See, e.g., In re Anderson, 769 A.2d 1282 (Vt.
2000) (nine month delay in reporting partner's mishandling of client trust
funds too long). But see In re Comfort, 159 P.3d 1011, 23
Law. Man. Prof. Conduct 328 (Kan. 2007) (finding Rule 8.3 not violated where
attorney waited three weeks after published letter accusing opposing counsel of
ethics violation to reporting him, observing “We are unwilling to use this case
as a vehicle to impose a time limit for reporting lawyer misconduct . . . .”).
[8] But see Phila. Ethics Op. 2008-12 (2009) (attorney must report opponent's misconduct to bar disciplinary board notwithstanding it has been reported to the trail court).
[8] But see Phila.
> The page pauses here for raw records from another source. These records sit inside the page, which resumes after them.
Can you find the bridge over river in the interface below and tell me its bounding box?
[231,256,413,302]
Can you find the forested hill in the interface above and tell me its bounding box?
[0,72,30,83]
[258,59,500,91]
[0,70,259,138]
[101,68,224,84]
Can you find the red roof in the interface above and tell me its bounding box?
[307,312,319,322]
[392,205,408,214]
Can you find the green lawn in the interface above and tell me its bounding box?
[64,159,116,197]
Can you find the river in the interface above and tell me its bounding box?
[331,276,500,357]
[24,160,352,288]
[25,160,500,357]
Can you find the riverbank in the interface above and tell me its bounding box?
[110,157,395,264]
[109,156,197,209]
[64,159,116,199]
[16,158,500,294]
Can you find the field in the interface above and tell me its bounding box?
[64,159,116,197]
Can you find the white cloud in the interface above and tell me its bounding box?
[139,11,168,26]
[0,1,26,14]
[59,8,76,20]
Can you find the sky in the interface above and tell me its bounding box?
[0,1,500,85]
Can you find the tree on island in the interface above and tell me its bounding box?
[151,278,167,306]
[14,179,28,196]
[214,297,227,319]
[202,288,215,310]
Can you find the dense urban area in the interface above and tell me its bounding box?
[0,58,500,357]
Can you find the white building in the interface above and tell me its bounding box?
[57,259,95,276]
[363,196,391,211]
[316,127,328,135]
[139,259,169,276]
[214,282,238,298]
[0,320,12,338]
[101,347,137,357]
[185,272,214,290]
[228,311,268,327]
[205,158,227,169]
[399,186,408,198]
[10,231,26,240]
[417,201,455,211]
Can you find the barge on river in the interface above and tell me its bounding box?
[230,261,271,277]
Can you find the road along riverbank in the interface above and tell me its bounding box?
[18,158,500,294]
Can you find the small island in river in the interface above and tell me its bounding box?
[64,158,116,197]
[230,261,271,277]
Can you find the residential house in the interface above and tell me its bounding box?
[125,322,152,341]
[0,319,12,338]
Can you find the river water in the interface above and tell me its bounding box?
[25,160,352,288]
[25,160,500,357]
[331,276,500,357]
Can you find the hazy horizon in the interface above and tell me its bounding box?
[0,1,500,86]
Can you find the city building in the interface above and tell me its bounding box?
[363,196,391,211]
Ethics Op. 2008-12 (2009) (attorney must report opponent's misconduct to bar disciplinary board notwithstanding it has been reported to the trail court).
[9] See David 0. Burbank & Robert S. Duboff, Ethics and the Legal Profession: A Survey of Boston Lawyers, 9 SUFFOLK U. L. Rev. 66, 99-100 (1974); Ryan Williams, Reputation and the Rules: An Argument for a Balancing Approach under Rule 8.3 of the Model Rules of Professional Conduct, 68 La. L. Rev. 931, 944-46 (2008) (discussing the Burbank and Duboff study).
[10]
Of course Rule 1.6 would apply to a colleague who represents an attorney, or
who receives information as part of lawyers' peer assistance program.